Anyway the point I was trying to make is that I'm not convinced that OSVDB has any exclusive right to the information, period. If they don't have any exclusive right to it, then can try and "license" it all they want, but it doesn't matter. You don't get to just throw up a bunch of factual, non-copyrighted (and non-copyrightable) information on a public web page, then claim that anyone who doesn't comply with your "license" is doing something illegal... because they're facts. If you want to play that game, you'd better get your audience to sign a contract. There's no trade secrecy here, either, because the information is public.
Maybe OSVDB has some claim for unfair competition under state misappropriation laws, similar to the "hot news" doctrine. But their case would be much more convincing if they had a copyright claim, which even they don't seem convinced about.
Actually, given the way the CFAA is written (and abused), maybe that would cover the situation.
Of course McAfee is probably being a bad citizen here - I assume the point of the license, whether enforceable or not, is to try to defray the costs of establishing and maintaining the database. But simply being a bad citizen isn't necessarily illegal.

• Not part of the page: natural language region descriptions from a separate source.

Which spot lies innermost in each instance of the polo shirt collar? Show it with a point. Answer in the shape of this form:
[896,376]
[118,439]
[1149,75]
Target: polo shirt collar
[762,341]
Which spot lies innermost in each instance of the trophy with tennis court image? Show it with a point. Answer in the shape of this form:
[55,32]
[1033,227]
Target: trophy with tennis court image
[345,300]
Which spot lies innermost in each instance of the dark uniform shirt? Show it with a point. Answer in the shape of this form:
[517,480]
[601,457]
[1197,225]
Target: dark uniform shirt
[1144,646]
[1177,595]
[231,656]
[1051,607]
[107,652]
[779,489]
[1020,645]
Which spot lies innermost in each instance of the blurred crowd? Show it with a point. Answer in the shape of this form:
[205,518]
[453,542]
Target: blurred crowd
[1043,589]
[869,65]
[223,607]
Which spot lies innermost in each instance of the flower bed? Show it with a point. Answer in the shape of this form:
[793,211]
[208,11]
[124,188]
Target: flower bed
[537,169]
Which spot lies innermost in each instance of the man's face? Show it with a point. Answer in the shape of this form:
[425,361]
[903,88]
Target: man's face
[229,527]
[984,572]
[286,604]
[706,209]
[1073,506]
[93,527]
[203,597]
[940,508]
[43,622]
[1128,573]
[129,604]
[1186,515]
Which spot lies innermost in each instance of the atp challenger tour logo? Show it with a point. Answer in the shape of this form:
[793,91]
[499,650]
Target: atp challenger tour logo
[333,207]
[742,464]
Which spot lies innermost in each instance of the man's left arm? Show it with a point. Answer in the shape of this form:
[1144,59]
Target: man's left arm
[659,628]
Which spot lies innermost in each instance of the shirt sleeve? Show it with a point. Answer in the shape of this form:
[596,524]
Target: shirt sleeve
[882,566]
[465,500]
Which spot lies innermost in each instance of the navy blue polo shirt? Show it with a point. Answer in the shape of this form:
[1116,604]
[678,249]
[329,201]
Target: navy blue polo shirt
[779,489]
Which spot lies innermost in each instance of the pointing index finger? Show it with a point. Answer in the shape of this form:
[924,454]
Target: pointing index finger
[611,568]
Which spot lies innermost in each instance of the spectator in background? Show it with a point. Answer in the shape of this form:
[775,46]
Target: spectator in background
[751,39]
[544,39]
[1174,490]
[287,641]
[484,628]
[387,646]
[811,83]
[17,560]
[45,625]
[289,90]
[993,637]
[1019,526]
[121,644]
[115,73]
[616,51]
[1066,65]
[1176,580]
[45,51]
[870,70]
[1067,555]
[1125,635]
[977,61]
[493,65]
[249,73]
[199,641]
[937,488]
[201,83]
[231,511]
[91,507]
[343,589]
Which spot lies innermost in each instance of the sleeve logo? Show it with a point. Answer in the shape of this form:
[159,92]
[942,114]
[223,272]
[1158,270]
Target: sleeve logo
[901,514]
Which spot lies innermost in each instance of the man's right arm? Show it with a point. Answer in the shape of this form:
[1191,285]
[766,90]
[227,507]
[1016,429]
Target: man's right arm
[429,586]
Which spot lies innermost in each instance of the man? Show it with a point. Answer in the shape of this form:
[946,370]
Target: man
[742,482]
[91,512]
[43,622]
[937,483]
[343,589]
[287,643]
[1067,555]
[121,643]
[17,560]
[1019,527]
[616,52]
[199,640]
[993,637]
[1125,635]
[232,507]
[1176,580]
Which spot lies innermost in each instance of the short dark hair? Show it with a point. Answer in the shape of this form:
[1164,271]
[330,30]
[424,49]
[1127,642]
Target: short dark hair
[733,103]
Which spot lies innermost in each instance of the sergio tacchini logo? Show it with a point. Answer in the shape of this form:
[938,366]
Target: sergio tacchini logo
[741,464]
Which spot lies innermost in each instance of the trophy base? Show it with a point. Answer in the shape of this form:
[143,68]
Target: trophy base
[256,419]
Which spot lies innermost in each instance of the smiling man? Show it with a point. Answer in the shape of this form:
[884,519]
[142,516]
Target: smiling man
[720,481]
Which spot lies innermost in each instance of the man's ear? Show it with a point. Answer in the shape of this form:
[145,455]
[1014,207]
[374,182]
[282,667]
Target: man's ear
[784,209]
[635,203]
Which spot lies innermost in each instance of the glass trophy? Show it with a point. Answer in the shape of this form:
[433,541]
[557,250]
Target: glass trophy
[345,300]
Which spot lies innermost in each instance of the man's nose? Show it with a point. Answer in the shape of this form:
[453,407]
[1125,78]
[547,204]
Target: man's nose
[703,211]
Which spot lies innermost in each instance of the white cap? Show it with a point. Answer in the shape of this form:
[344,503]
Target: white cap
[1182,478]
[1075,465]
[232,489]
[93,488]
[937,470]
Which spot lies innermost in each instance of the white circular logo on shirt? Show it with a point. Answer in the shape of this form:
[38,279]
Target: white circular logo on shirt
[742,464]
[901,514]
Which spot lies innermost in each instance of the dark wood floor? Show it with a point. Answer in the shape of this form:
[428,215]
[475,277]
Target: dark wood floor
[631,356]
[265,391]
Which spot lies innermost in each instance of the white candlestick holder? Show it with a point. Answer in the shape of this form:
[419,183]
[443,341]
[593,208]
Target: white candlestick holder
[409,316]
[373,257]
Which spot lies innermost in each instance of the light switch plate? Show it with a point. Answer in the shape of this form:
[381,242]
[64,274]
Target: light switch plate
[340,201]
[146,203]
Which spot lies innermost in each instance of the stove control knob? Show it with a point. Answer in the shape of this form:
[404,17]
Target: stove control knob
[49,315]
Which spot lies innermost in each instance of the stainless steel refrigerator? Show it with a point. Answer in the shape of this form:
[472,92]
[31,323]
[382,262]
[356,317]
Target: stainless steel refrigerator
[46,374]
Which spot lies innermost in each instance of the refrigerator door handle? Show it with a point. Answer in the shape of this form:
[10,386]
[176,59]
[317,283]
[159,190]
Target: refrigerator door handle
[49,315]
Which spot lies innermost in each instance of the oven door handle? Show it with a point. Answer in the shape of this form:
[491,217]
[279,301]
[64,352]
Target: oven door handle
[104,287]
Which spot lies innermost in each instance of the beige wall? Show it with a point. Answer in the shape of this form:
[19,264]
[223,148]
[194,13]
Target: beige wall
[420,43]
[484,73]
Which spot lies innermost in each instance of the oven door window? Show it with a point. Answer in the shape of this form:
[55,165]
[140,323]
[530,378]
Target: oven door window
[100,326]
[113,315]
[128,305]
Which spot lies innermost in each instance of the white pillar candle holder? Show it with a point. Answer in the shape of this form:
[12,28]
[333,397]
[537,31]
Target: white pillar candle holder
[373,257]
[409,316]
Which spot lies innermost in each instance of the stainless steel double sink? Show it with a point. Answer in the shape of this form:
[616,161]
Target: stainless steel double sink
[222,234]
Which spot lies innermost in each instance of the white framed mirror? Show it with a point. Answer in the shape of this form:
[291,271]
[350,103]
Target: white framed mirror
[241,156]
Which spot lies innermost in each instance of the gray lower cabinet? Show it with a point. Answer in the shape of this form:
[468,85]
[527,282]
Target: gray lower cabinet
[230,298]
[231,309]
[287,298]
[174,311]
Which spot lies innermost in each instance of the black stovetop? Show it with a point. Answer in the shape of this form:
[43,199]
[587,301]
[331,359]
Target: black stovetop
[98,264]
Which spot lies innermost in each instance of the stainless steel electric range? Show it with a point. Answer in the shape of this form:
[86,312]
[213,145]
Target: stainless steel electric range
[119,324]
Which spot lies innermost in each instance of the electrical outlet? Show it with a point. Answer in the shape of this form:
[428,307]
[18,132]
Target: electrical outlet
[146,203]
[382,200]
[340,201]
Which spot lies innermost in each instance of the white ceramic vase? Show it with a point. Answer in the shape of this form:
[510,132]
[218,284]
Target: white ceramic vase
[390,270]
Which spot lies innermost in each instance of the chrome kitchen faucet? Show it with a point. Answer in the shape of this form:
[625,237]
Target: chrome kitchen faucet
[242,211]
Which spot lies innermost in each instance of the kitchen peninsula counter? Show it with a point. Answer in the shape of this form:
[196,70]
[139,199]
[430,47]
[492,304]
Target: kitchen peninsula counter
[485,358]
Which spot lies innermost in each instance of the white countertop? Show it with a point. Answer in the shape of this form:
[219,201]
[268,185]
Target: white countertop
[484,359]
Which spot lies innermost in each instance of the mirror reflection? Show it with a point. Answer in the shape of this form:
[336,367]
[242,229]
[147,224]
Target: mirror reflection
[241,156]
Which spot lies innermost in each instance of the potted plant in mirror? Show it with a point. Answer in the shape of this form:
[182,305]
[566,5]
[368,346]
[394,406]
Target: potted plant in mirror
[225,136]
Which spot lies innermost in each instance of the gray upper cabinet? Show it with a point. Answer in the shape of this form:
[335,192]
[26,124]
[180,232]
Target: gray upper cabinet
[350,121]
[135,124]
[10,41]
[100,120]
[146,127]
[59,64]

"Anyone who [rips a CD] is probably engaging in copyright infringement." - David O. Carson
But is this an original work, in the US copyright law sense? Mere compilations of facts are not. (Also, I don't know if such a copyright assignment would work, legally; the usual practice is that a submission implicitly carries a license with some rights.)
"When you have eliminated the unacceptable, whatever is left, however improbable, must be the truthiness" - Holmes
Yeah, I see what you mean. CFAA is overly broad. Any "scary stuff with computer".